Он даже самому себе не решался признаться в том, что к его нежной любви к сыну подмешано раздражение. Слабость мальчика ему не нравилась и в то же время возбуждала не совсем здоровое желацие защитить его от всего и вся. Не отдавая себе в том отчета, он краем глаза следил за сыном, тревожась от того, чего и сам не знал. И как будто бы в силу взаимной телепатии, Мигель знал об отцовском внимании и, чувствуя, что тот за ним наблюдает, делался еще более неуверенным в себе и неловким либо поддавался волне дерзости или капризу, словно специально предназначенных для того, чтобы отец его потерял терпение, как будто мальчика неудержимо влекла к себе грядущая катастрофа.
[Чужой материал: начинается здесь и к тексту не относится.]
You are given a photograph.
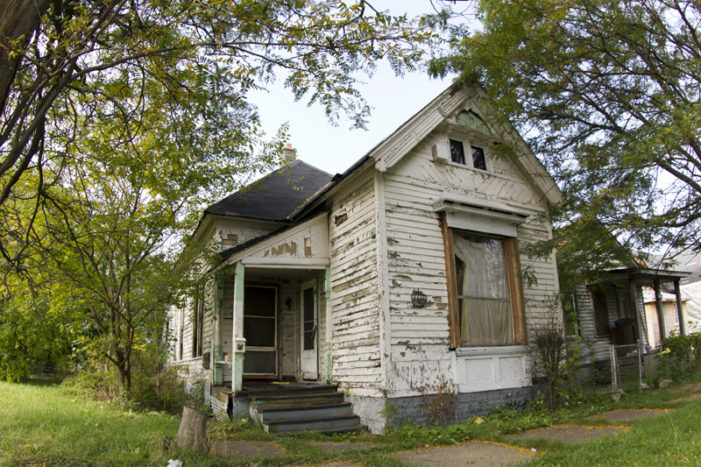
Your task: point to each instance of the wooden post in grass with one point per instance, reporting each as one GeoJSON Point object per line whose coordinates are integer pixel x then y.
{"type": "Point", "coordinates": [192, 433]}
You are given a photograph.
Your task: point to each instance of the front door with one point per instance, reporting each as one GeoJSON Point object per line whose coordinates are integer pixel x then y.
{"type": "Point", "coordinates": [259, 329]}
{"type": "Point", "coordinates": [309, 332]}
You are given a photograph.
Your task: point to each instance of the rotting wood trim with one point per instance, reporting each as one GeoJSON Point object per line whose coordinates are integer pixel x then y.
{"type": "Point", "coordinates": [451, 282]}
{"type": "Point", "coordinates": [513, 267]}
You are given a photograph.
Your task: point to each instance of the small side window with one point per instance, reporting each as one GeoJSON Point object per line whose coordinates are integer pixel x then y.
{"type": "Point", "coordinates": [457, 152]}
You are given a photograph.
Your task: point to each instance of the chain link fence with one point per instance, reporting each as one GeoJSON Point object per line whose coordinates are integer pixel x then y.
{"type": "Point", "coordinates": [627, 368]}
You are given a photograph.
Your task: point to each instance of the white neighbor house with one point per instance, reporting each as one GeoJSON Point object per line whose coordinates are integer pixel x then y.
{"type": "Point", "coordinates": [398, 277]}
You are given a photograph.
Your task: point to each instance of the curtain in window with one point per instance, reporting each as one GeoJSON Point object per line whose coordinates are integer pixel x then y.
{"type": "Point", "coordinates": [483, 291]}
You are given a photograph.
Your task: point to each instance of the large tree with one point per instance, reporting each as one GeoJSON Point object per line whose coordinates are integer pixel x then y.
{"type": "Point", "coordinates": [608, 94]}
{"type": "Point", "coordinates": [119, 119]}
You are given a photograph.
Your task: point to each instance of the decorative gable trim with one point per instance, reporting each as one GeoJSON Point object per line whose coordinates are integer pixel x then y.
{"type": "Point", "coordinates": [390, 151]}
{"type": "Point", "coordinates": [480, 216]}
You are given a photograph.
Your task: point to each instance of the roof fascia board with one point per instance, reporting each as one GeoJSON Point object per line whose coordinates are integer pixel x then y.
{"type": "Point", "coordinates": [349, 177]}
{"type": "Point", "coordinates": [268, 242]}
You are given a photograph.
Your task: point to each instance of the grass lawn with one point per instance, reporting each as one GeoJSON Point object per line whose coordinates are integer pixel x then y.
{"type": "Point", "coordinates": [45, 425]}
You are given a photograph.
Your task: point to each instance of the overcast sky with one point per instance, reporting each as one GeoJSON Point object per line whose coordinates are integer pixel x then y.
{"type": "Point", "coordinates": [393, 101]}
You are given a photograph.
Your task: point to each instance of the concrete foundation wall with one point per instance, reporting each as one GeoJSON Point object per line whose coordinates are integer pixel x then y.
{"type": "Point", "coordinates": [373, 411]}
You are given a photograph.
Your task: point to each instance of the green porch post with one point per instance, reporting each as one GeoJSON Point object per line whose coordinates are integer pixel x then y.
{"type": "Point", "coordinates": [218, 376]}
{"type": "Point", "coordinates": [238, 341]}
{"type": "Point", "coordinates": [660, 311]}
{"type": "Point", "coordinates": [329, 325]}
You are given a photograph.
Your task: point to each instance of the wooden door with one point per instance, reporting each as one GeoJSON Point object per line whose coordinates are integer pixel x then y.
{"type": "Point", "coordinates": [260, 330]}
{"type": "Point", "coordinates": [309, 332]}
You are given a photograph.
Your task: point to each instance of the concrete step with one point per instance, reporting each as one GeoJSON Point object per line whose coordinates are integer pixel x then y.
{"type": "Point", "coordinates": [273, 415]}
{"type": "Point", "coordinates": [291, 391]}
{"type": "Point", "coordinates": [331, 424]}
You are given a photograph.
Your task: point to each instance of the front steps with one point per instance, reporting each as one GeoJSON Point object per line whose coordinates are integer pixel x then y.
{"type": "Point", "coordinates": [303, 408]}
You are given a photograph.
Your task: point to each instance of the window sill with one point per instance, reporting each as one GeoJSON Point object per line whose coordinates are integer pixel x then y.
{"type": "Point", "coordinates": [465, 166]}
{"type": "Point", "coordinates": [497, 350]}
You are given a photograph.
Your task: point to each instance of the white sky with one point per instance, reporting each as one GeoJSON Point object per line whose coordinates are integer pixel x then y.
{"type": "Point", "coordinates": [393, 101]}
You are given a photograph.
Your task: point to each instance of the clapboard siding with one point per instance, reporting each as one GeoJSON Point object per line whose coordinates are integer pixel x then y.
{"type": "Point", "coordinates": [354, 304]}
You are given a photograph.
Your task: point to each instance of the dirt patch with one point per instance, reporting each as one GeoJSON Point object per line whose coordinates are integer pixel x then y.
{"type": "Point", "coordinates": [628, 415]}
{"type": "Point", "coordinates": [479, 453]}
{"type": "Point", "coordinates": [569, 434]}
{"type": "Point", "coordinates": [245, 449]}
{"type": "Point", "coordinates": [332, 446]}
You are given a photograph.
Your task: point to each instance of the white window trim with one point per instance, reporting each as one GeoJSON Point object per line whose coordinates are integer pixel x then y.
{"type": "Point", "coordinates": [496, 350]}
{"type": "Point", "coordinates": [467, 144]}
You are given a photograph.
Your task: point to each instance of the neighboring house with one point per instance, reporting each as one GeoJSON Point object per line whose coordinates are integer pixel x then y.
{"type": "Point", "coordinates": [397, 279]}
{"type": "Point", "coordinates": [615, 310]}
{"type": "Point", "coordinates": [690, 261]}
{"type": "Point", "coordinates": [669, 311]}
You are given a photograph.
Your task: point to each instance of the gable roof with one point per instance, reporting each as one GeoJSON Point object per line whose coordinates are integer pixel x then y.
{"type": "Point", "coordinates": [393, 148]}
{"type": "Point", "coordinates": [276, 196]}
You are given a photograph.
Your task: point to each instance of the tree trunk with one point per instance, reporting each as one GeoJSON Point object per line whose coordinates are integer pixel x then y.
{"type": "Point", "coordinates": [192, 433]}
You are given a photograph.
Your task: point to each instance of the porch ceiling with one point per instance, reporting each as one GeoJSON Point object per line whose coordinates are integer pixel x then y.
{"type": "Point", "coordinates": [644, 276]}
{"type": "Point", "coordinates": [275, 273]}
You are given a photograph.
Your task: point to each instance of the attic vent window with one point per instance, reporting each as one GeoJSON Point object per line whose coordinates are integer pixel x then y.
{"type": "Point", "coordinates": [473, 121]}
{"type": "Point", "coordinates": [457, 151]}
{"type": "Point", "coordinates": [457, 154]}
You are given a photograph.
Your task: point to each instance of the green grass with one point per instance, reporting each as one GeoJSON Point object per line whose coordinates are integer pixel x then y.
{"type": "Point", "coordinates": [42, 424]}
{"type": "Point", "coordinates": [672, 439]}
{"type": "Point", "coordinates": [46, 425]}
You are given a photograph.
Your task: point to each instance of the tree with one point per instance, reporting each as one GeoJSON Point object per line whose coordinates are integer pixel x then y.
{"type": "Point", "coordinates": [64, 63]}
{"type": "Point", "coordinates": [120, 120]}
{"type": "Point", "coordinates": [608, 93]}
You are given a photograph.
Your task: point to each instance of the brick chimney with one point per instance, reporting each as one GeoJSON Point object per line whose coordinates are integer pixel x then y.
{"type": "Point", "coordinates": [289, 154]}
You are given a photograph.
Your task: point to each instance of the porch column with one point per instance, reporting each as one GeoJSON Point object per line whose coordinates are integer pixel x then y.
{"type": "Point", "coordinates": [217, 354]}
{"type": "Point", "coordinates": [329, 325]}
{"type": "Point", "coordinates": [238, 341]}
{"type": "Point", "coordinates": [660, 311]}
{"type": "Point", "coordinates": [680, 312]}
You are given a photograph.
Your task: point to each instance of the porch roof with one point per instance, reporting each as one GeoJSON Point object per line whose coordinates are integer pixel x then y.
{"type": "Point", "coordinates": [644, 276]}
{"type": "Point", "coordinates": [305, 245]}
{"type": "Point", "coordinates": [275, 197]}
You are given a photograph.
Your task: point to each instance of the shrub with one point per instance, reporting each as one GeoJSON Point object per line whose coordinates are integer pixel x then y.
{"type": "Point", "coordinates": [558, 361]}
{"type": "Point", "coordinates": [681, 356]}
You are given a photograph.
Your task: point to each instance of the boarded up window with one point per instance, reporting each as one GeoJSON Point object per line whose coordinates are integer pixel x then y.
{"type": "Point", "coordinates": [484, 309]}
{"type": "Point", "coordinates": [484, 290]}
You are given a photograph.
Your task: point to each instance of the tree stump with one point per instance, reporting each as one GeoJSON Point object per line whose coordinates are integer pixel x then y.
{"type": "Point", "coordinates": [192, 433]}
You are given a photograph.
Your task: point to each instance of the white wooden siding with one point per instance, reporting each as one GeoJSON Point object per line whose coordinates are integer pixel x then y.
{"type": "Point", "coordinates": [355, 299]}
{"type": "Point", "coordinates": [420, 356]}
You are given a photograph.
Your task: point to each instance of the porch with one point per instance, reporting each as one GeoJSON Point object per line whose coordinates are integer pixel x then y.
{"type": "Point", "coordinates": [269, 321]}
{"type": "Point", "coordinates": [285, 407]}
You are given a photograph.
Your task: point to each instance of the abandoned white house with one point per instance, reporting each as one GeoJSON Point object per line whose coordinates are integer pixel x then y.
{"type": "Point", "coordinates": [397, 279]}
{"type": "Point", "coordinates": [627, 307]}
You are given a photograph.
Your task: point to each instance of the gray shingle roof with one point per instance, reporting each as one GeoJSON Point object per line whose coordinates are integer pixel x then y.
{"type": "Point", "coordinates": [275, 196]}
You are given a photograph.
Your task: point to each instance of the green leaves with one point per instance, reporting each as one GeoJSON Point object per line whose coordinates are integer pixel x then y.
{"type": "Point", "coordinates": [609, 92]}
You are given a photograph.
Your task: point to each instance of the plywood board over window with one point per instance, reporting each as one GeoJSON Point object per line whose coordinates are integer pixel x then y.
{"type": "Point", "coordinates": [485, 293]}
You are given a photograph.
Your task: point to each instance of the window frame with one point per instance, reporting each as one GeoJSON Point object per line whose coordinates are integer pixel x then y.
{"type": "Point", "coordinates": [198, 328]}
{"type": "Point", "coordinates": [468, 144]}
{"type": "Point", "coordinates": [513, 277]}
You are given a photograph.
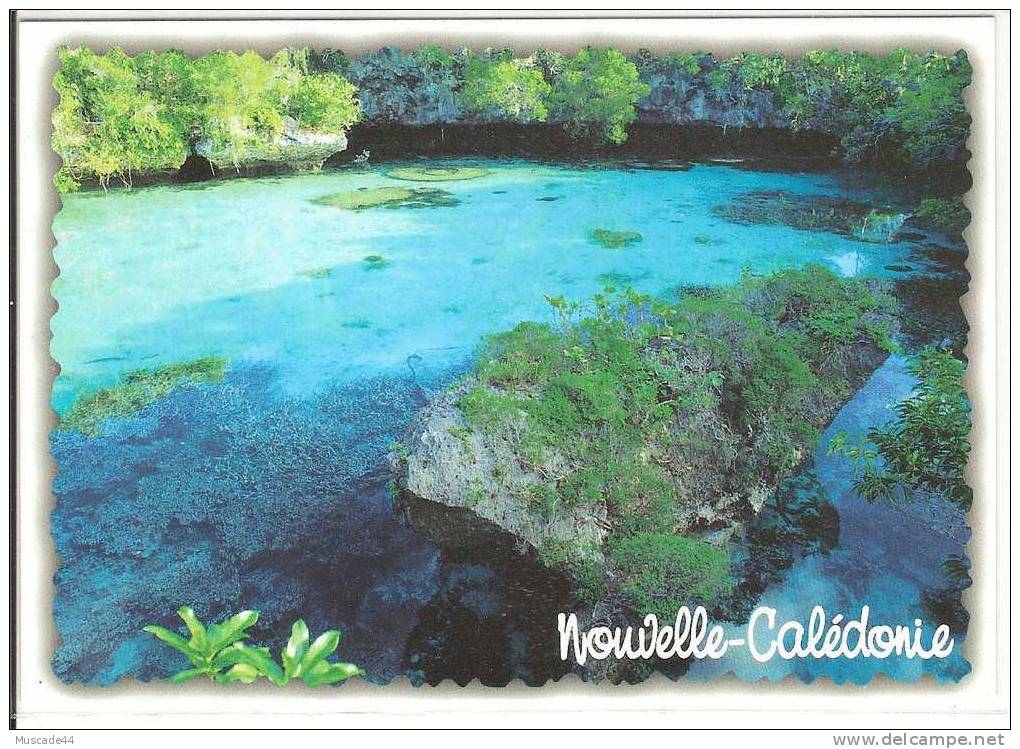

Вот и теперь, заметив в зеркале отражение отца, вместо того чтобы опустить пистолет или отдать оружие дяде, постараться по мере возможности избежать надвигавшегося катаклизма, он сделал противоположное: повернулся к отцу и стал в него целиться, а через миг на шаг отступил назад и, весь дрожа, сжался и закрыл глаза, предчувствуя физическую ярость пощечины, которая еще не опустилась на его бледное, однако уже раскрасневшееся лицо, вспыхнувшее, как в лихорадке.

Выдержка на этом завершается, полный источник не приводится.